After a month or two, keeping on it, we got down to 450 or so issues. Members of the core team joked that they had to set up extra email filters from me, because they could tell exactly when I was doing triage. Slow and steady wins the race!

At this point, I knew enough about Rails to actually start writing some patches. And I happened to be familiar with basically every open bug. So it was easy to start picking some of them and try to reproduce them locally. So I’d do that, and then try to write a patch. If I couldn’t, I’d at least upload my reproduction of the issue, and then leave a note on the Issue, pointing to my reproduction. That way, another team member could simply clone my repository and get to it. The only thing better than reproduction instructions are when those instructions say git clone.

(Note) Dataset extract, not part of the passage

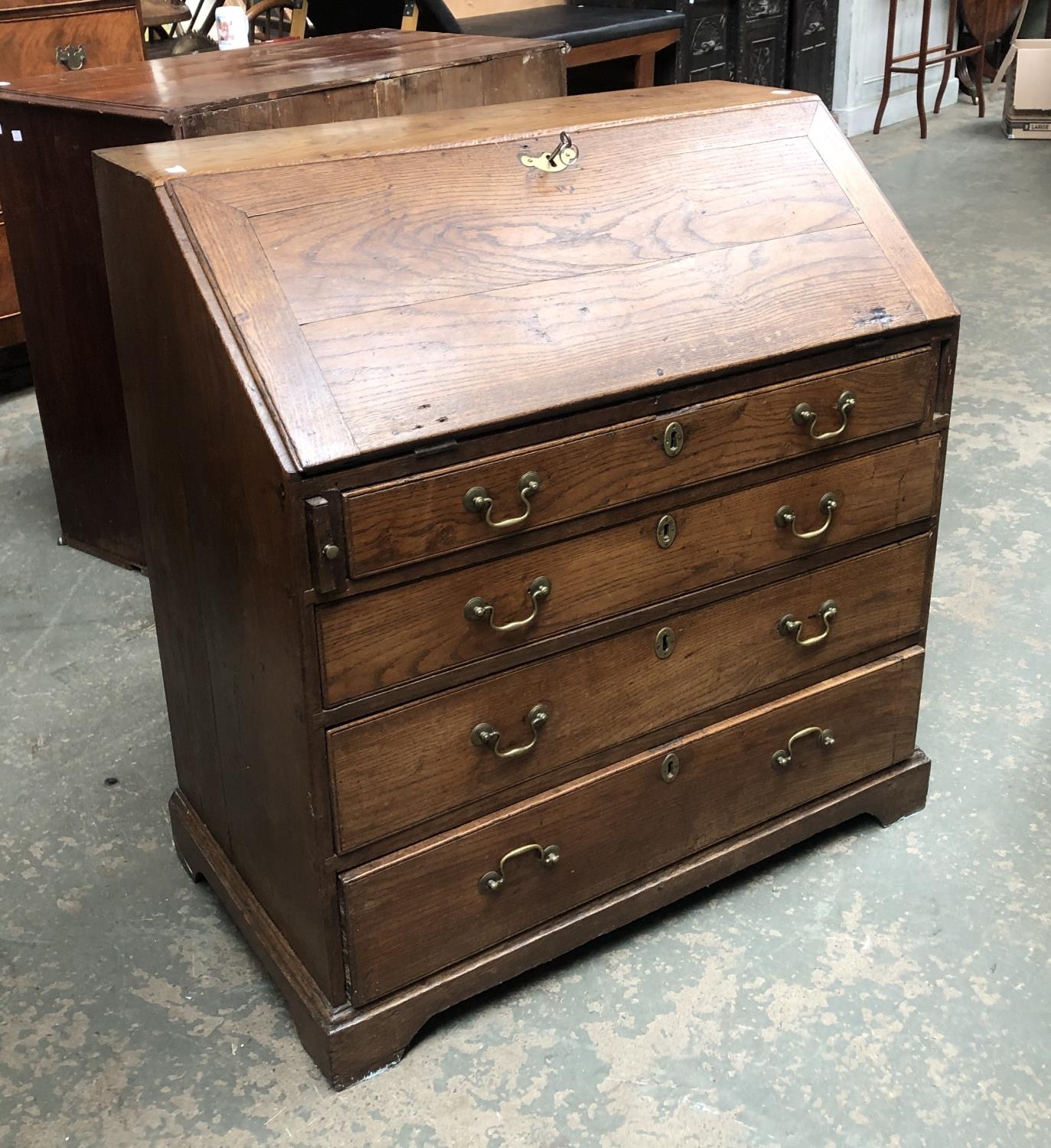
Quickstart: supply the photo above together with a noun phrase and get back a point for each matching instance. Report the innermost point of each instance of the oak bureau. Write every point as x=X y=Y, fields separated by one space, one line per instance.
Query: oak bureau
x=540 y=516
x=57 y=246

But I managed to get a few patches in, and then a few more. Doing all of this janitorial work directly led the way towards attaining a commit bit on Rails. It was a long slog at first, but it just got easier the more I did it. A lot of work in open source is this way: it’s really easy once you’ve done it a lot, but is hard for newbies. I’m not yet sure how to tackle this problem…

I’ve since taken this approach on basically every repository I’ve worked on, and it’s worked really well. But it only works if you keep at it: if you don’t tend your garden, you’ll get weeds. I haven’t had as much time for Rails over the last few months, and it’s back to 800 issues again. I’m not sure if these are real issues or not, as I’ve stopped tending. But without someone actively paying attention, it’s only a matter of time before things get unseemly. If you’re looking to help out an open source project, it’s not a glamorous job, but all it takes is a little bit of work, and developing a habit.

(Oh, and I should take a moment to mention Code Triage here. It’s super useful, and can also help you find projects that need help.)